Visual field test showing normal appearance in the right eye (a) and nasal step defect and blind spot enlargement in the left eye (b)

Discussion

MRNFs are rare congenital anomalies that may be located at the disc, peripapillary area, and/or elsewhere on the retina.9–11 Their prevalence are 0.54% and bilaterality has been reported as 7.7% of cases.10 Although MRNF is usually MRNFs are usually sporadic, although they may be associated with many systemic syndromes such as Down, Turner, Goltz-Gorlin, and GAPO (growth retardation, alopecia, pseudoanodontia, optic atrophy).11 Current investigations have suggested that oligodendrocyte progenitor cells arising from neuroepithelial cells and ectopically located in the retina have been responsible for the pathogenesis. These fan-shaped lesions, which are consistent with the distribution of the RNFL settle into the outermost surface of the retina. They appear as grey-white well-demarcated opaque patches with feathery edges and may obscure the details of the underlying retina and its vascular structures.9–11 Many studies have reported that MRNF are more common in patients with anisometropia, strabismus, and amblyopia.10–12

In this case report, we present a rare coexistence of ONHD and MRNF. Although many patients with ONHD or MRNF have been reported in the literature up to date, the coexistent of these entities has been reported in only a 7-year-old male previously. The authors stated that the MRNF progressed during the adolescent period and could be associated with ONHD. However, although the authors demonstrated this association, they could not visualise the disc drusen in their report.13 In this context, our case is the first to visualise this association with multimodal imaging.

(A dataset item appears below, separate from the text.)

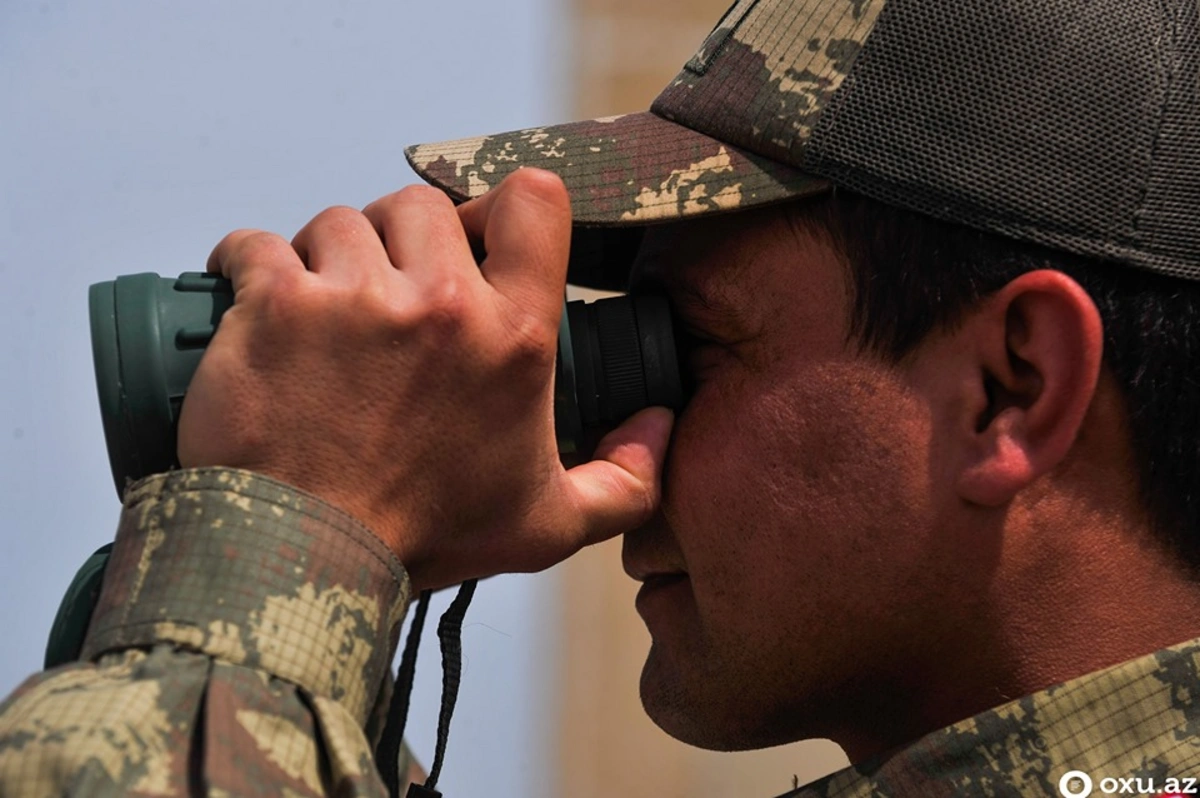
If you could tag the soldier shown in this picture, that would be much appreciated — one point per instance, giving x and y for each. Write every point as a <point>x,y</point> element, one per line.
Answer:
<point>934,497</point>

In conclusion, ONHD and MRNF may rarely coexist. The frequency and clinical significance of this combination remain unknown. Since the MRNF may obscure the disc details, drusen can be easily overlooked and so possible complications associated with drusen, including visual field defects and/or vision loss may be attributed to other disorders, leading to misdiagnoses. Clinicians, therefore, should keep in mind that the drusen may accompany MRNF. For this reason, when the clinicians observe peripapillary MRNF, they should perform disc examination closely and carefully, and if necessary, they should utilise ancillary tests such as fundus autofluorescence and/or OCT to examine the buried or superficial drusen.

Declaration of interest statement

All authors contributed significantly to the creation of this manuscript and each fulfilled criterion as established by the ICMJE. No potential conflict of interest was reported by the authors. Patient consent was obtained to write this case report.